Data mining-based identification of epigenetic signatures with discrimination potential of lung adenocarcinoma and squamous cell carcinoma.

BACKGROUND: Mounting evidence suggests that lung adenocarcinoma (LAC) and lung squamous cell carcinoma (LSC) have different biological behaviors and therapeutic regimens in clinical practice. However, limited improvements in molecular differential diagnosis of the two entities have been achieved in recent decades. We aimed to find novel markers that could define non-small cell lung cancer (NSCLC) subtypes. METHODS: We first explored publically available databases to search for DNA methylation signatures that enable a precise discrimination of LAC and LSC. Next-generation sequencing (NGS) was then used to analyze the methylation status and sites of candidate genes in LAC/LSC tissue samples, and a quantitative methylation-sensitive PCR (qMS-PCR) assay was conducted to test the performance of the selected maker in tissue samples and bronchoalveolar lavage fluid (BALF) specimens.

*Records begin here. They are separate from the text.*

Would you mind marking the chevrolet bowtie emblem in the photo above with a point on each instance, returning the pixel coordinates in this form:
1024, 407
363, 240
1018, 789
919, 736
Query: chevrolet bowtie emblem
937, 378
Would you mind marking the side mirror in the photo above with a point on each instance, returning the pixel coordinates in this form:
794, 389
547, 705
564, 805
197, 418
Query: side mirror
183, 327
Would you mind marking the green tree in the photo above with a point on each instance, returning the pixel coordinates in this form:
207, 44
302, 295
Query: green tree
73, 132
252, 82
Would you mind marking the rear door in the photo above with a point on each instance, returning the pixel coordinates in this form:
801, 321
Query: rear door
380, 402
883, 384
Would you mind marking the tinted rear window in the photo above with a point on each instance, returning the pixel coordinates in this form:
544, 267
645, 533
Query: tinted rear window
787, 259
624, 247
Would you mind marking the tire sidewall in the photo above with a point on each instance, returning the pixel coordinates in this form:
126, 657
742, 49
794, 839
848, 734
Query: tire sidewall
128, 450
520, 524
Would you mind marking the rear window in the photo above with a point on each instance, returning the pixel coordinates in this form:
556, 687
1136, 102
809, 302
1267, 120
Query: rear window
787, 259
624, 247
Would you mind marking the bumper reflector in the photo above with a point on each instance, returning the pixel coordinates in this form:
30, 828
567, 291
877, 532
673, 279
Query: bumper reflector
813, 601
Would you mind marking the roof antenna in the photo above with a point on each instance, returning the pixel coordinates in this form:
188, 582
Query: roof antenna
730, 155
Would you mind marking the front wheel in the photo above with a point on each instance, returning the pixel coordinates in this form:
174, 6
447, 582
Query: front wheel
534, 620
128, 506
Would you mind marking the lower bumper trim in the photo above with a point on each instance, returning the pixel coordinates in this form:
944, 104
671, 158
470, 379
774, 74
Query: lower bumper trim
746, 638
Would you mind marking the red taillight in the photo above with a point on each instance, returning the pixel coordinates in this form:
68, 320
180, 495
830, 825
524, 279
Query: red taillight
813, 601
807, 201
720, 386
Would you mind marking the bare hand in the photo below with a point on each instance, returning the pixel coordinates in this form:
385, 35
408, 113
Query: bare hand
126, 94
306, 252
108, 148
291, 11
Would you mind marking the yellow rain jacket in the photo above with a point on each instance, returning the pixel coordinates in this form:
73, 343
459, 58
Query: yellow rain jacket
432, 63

RESULTS: We screened 19 top-ranked methylation loci that are differentially methylated between LAC and LSC. Among these hits, 6 methylation sites are enriched within the PREX1 gene promoter, thus becoming our focus. NGS analysis confirmed markedly higher PREX1 methylation levels in LAC than in LSC and revealed the right sites for detection of PREX1 methylation. Furthermore, PREX1 methylation analysis in lung cancer tissue samples defined 9 of 11 pathologically proven LACs, as well as 12 of 14 LSCs. In addition, ~ 80% LAC BALF samples showed methylated PREX1 compared to substantially lower test positivity (0-9%) of it in LSC and other lung conditions (P < 0.01). CONCLUSION: Our pilot study identified a unique epigenetic signature that could effectively distinguish LAC from LSC in various lung samples. It may enhance our in-depth understanding of the biology of lung cancer and pave the way for better accurate diagnosis and treatment stratification in the future.